次からは新NISA制度の重要ポイントを解説していきます。
2024年から始まる新NISA制度のポイント
ここからは、新NISA制度について重要な5つのポイントを順番に解説していきます。
年間の投資上限額の引き上げ
現行の「旧NISA制度」での年間投資上限額は、一般NISAを選んだ場合は120万円、つみたてNISAを選んだ場合は40万円でした。
「新NISA制度」ではこれが360万円と大幅に拡大します。
しかし、「新NISA」では年間投資上限額360万円に対して、株式だけで年間投資上限額360万円まで買付けはできません。
360万のうち、現行の一般NISAに当たる「成長投資枠」が年間240万円まで、つみたてNISAに当たる「つみたて投資枠」が年間120万円までとなります。
つまり、株式投資へは240万円まで、残り120万円は投資信託などでつみたて運用をします。
現行の「旧NISA制度」でつみたてNISAを利用している人は、毎月およそ33333円を積み立てると年間投資上限額である40万円を使える計算です。
それが新NISA制度では、毎月10万円まで積み立てが可能。
投資額が今までの積み立て額の3倍となり、そのぶん非課税枠も増えるので、さらに節税効果が期待できるようになりました。長期で資産形成をするのに大きなメリットとなるでしょう。
制度の永続化
「旧NISA」は2023年までで制度が終了。
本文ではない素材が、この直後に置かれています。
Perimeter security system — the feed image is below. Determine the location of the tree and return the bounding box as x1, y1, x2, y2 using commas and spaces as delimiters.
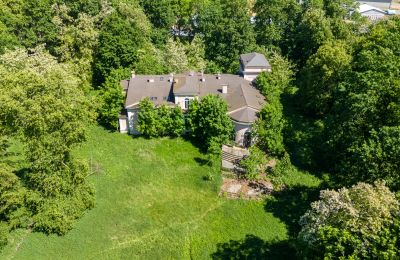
52, 3, 113, 88
299, 41, 353, 116
164, 38, 189, 73
138, 98, 185, 138
288, 8, 334, 67
98, 69, 130, 129
253, 99, 285, 157
0, 48, 94, 234
240, 146, 266, 180
256, 53, 294, 101
137, 98, 160, 138
254, 0, 301, 50
188, 95, 233, 148
299, 182, 400, 259
323, 18, 400, 188
186, 35, 207, 71
193, 0, 255, 73
94, 2, 151, 84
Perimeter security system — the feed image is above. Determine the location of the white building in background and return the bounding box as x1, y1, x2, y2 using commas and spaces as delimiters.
119, 53, 271, 146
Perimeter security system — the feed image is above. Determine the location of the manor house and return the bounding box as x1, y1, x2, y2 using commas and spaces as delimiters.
119, 53, 271, 146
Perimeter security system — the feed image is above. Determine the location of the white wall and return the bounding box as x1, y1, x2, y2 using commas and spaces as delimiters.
175, 96, 197, 110
119, 118, 128, 134
127, 108, 140, 135
232, 121, 251, 145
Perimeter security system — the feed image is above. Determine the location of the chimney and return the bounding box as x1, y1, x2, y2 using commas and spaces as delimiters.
222, 85, 228, 94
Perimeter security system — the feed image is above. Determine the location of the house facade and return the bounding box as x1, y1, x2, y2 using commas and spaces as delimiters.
119, 53, 271, 146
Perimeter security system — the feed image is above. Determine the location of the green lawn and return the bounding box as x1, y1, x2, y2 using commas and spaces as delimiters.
0, 127, 318, 259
「つみたてNISA」の場合は2042年までで終了と期間が定められていました。
しかし、「新NISA」ではこの制度が永続化されるので、自身の投資したいタイミングで始められます。
例えば、現在は育児や介護などで投資に回せる資金や時間がない人でも、制度の永続化により「新NISA」の利用開始時期を気にしないでよくなりました。
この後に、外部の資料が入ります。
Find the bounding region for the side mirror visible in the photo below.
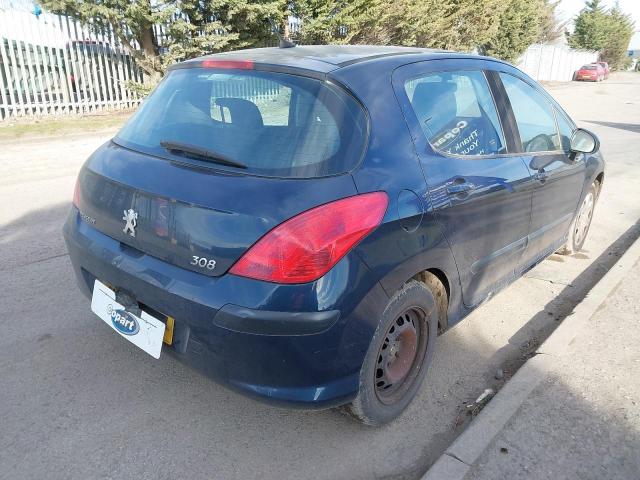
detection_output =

また、株式市場が下落局面で、あまり投資をしたくない期間もあるでしょう。
「新NISA」ではこのような場合も、落ち着いて株式市場が上昇局面に変わるタイミングまで取引を中断することが可能。
非課税期間が無期限
新NISAでは、非課税期間が無期限になります。
つまり、保有してから何年経過しても、非課税で運用が可能です。
通常、「旧NISA」の場合、非課税期間の5年を経過した後は売却して換金するか、保有を継続する場合は、ロールオーバーの手続きが必要でした。
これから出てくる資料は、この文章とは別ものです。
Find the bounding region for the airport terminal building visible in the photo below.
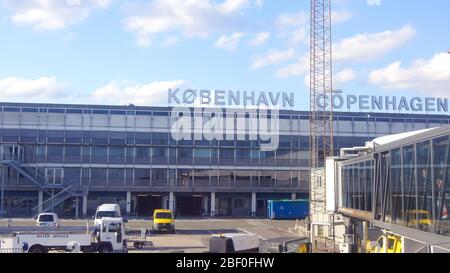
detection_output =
[0,103,450,217]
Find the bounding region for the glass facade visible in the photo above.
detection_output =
[341,127,450,236]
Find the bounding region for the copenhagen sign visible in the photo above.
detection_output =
[316,90,449,112]
[168,89,295,108]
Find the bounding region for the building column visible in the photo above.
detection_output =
[161,194,169,209]
[291,192,297,200]
[38,191,44,213]
[169,191,175,211]
[202,195,208,216]
[75,197,80,219]
[252,192,256,217]
[83,195,87,217]
[211,192,216,217]
[127,191,131,215]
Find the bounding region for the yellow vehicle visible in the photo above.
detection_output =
[153,209,175,233]
[405,210,432,231]
[366,234,403,253]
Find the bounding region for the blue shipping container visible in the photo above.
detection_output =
[267,200,309,220]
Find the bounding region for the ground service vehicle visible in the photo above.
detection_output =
[153,209,175,233]
[405,210,432,231]
[366,234,403,253]
[209,233,260,253]
[36,213,59,228]
[0,217,127,253]
[94,204,122,226]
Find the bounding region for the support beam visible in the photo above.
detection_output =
[252,192,256,217]
[38,191,44,213]
[211,192,216,217]
[83,195,87,217]
[127,191,131,215]
[291,192,297,200]
[169,192,175,210]
[75,197,80,219]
ロールオーバーの制度を利用しても、非課税期間は最高で10年です。
「つみたてNISA」の場合、非課税期間である20年経過後は売却して換金するか、特定口座などに移管して保有を続けるかのどちらかです。
つまり、新NISAで最高限度額1800万円を投資している場合、そこから得られる利益は無期限で非課税となります。もし、年利(リターン)4%の場合で運用していれば、毎年72万円が非課税で受け取れます。
これが永続的に続くのは大きなメリットといえるでしょう。
生涯非課税限度額の設定
新NISAでは一生涯にわたる非課税限度額を設定することになりました。
1人あたりの非課税限度額は1800万円です。
つまり、毎年360万円を「新NISA」で買付けした場合、5年で非課税限度額の1800万円に到達します。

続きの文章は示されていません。